Louis Jean Desprez — "The Girandola at the Castel Sant'Angelo, Rome" (ca. 1781–1784), public domain
Un jour pour les affaires, pas les superstitions.
Tous les jours romains ne se valaient pas. Un dies fastus, comme le 12 juin, permettait aux magistrats de juger et aux citoyens de régler leurs affaires officielles. Pas de tabous sacrés, pas de congés forcés—juste la routine d’une ville obsédée par les contrats et les audiences.

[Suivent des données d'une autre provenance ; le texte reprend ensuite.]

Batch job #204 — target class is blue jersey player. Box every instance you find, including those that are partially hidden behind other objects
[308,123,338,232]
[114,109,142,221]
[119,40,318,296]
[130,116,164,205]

Le calendrier contrôlait tout.
Les prêtres marquaient les jours de lettres mystérieuses, plus code que calendrier : F pour fastus, N pour nefastus. Lancer un procès à la mauvaise date, et les dieux pouvaient condamner votre cause. Pour les Romains, consulter le calendrier était aussi vital que choisir un bon avocat.
Le calendrier romain, ce n’était pas que des dates. Il dictait les destins : qui pouvait porter plainte, voter, ou même se marier. Le pouvoir se cachait dans les marges du mois.